Ад кромешный (I часть)

15 февраля 2013 — Татьяна Аредова

Пользуясь свободными минутками, которых становится все меньше и меньше, продолжаю цикл по "Константе". Детективчик.



1.

 

Уж сколько раз твердили миру…

(И. Крылов)

 

 

Разбудил меня телефонный звонок.

Дэннер всегда встает раньше, подчас смущая меня своим трудолюбием. Только он может сидеть с очередной книгой до трех часов ночи, лечь спать в четыре, встать в полпятого – и притом чудесно выспаться. Я так не умею.

Поэтому, когда я проснулась, мужа, как обычно, в кровати не наблюдалось, зато телефон два звонка спустя умолк – взяли трубку. Я прислушалась. За распахнутым окном нехотя брезжил тусклый осенний рассвет, снизу доносились хлесткие ритмичные удары метлы по асфальту. В такое время может звонить только начальство, а уж если начальство звонит в полпятого утра воскресенья – звонок может означать только одно.

Новое срочное задание.

Негромкий голос Дэннера за приоткрытой дверью угадывался с трудом, и было тяжело различить слова. Я навострила уши, и даже глаза закрыла, чтобы лучше слышать.

— …Так точно, товарищ генерал-лейтенант. А ад-то большой? Сколько душ?..

Чего?.. Какой еще ад?.. Может, я все еще сплю?.. Ладно, скоро буду. Что?.. А… кого… Ласточку?.. Нет-нет, в порядке!.. Да, вполне здорова... но ведь она еще…

Я вскочила, не одеваясь, шмыгнула в приоткрытую дверь и на носочках подбежала к мужу, но Дэннер замотал головой и прижал палец к губам. Я облокотилась о стену, стараясь разобрать голос из трубки, в чем тоже не преуспела и стояла так, переступая по прохладному полу – в квартире всегда открыты настежь все окна, с ранней весны и до снега. Дэннер никогда не любил закрытые окна и запертые двери. Его, вообще, раздражает замкнутое пространство, и особенно – замки и решетки. Он часто шутит, что в норы забиваются только крысы, а волки любят свободу и не трясутся за свою шкуру.

…Капитан терпеливо слушал наставления из трубки, и пальцы его легонько «наигрывали» что-то прямо на столешнице – привычка всех пианистов. Я обхватила себя за плечи. Зеленые глаза Дэннера сузились, будто перед прицелом – злится. На что?.. Что ему там сказали?..

— Она не готова!.. – Пауза, пальцы перестали играть и резко сжались в кулак. – Товарищ генерал-лейтенант… Она еще даже присягу не принесла!.. Моя жена – не «волк», она даже не солдат!
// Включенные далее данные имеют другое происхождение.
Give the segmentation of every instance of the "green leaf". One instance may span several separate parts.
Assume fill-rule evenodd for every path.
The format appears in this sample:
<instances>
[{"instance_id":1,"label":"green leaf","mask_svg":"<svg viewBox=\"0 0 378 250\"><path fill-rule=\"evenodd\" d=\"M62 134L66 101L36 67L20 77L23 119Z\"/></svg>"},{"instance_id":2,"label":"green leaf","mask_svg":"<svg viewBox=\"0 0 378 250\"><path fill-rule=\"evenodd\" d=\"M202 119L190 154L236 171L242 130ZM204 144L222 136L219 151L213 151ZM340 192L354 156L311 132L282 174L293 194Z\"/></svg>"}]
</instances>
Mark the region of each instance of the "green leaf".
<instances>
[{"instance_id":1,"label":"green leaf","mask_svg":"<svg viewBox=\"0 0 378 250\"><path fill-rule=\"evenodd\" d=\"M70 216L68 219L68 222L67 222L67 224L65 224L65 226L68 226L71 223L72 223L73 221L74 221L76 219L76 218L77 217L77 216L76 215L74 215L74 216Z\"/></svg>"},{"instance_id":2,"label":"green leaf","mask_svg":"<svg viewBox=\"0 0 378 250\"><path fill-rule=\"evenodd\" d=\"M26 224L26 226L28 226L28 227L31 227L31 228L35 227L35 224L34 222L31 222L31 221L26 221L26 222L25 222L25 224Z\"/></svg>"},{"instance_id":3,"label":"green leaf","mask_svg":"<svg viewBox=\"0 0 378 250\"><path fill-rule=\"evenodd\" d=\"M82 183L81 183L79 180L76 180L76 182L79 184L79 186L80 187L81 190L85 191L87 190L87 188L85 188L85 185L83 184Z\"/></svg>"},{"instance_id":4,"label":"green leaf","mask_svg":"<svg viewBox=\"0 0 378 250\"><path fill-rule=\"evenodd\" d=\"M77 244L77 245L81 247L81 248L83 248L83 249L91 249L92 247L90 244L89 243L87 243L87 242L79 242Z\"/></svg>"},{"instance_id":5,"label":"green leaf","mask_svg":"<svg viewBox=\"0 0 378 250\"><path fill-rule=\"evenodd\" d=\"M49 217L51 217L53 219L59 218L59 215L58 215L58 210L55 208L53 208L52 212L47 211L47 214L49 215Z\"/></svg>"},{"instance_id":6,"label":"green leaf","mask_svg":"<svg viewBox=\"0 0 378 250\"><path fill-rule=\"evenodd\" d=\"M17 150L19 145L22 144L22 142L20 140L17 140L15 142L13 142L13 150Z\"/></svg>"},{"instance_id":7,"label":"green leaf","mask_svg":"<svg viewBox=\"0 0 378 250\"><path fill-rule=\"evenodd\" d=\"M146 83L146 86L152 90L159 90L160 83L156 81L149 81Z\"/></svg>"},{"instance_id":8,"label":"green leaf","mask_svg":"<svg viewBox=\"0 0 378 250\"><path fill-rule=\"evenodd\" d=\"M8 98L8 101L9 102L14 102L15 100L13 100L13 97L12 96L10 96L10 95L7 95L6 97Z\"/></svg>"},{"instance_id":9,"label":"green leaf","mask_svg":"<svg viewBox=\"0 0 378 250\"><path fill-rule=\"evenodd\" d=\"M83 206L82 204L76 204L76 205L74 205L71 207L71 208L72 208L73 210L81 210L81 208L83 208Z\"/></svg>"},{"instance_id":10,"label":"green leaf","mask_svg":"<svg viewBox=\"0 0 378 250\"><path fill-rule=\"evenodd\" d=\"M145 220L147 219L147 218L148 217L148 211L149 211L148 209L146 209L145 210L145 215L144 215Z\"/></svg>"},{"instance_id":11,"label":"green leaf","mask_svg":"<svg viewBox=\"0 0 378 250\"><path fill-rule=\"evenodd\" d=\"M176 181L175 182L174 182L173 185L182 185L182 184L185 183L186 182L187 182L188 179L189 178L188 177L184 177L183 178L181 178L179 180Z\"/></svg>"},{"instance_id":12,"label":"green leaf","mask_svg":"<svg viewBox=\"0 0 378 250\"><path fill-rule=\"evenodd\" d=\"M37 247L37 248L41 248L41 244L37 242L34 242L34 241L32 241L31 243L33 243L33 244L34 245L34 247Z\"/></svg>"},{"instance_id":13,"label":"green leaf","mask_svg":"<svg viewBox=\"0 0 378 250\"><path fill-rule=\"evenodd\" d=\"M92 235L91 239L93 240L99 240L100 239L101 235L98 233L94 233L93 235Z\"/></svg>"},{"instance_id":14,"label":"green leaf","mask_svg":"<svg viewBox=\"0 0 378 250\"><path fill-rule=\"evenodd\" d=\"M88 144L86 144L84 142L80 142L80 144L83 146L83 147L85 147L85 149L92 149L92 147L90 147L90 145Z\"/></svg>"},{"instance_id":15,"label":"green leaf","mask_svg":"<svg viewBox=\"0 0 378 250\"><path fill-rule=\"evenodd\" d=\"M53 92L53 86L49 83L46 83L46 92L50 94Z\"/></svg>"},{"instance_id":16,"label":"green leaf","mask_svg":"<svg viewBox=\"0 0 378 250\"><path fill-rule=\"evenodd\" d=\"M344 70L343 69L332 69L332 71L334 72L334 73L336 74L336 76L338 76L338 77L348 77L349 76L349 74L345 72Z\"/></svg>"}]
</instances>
Она совершенно не подготовлена…

Сообразив, наконец, в чем дело, я охнула и побежала в душ.

 

Старательно заплетенные волосы легли, наконец, так, чтобы не мешать и не лезть на глаза, ремень туго обхватил пояс, стрелки показывали ровно пять часов утра. Когда я прыжком покинула спальню, издав боевой клич ирокезов, перебудивший, должно быть, всех соседей, Дэннер стоял в прихожей, прислонясь плечом к дверному косяку и скрестив руки на груди. Он скептически оглядел меня и сдержанно кивнул в сторону входной двери – опаздываем, мол. И мне сделалось стыдно, а радость оттого, что меня, наконец, взяли на задание, погасла. Стиснув зубы, я прошмыгнула мимо, стараясь не встречать взгляд мужа, и принялась обуваться.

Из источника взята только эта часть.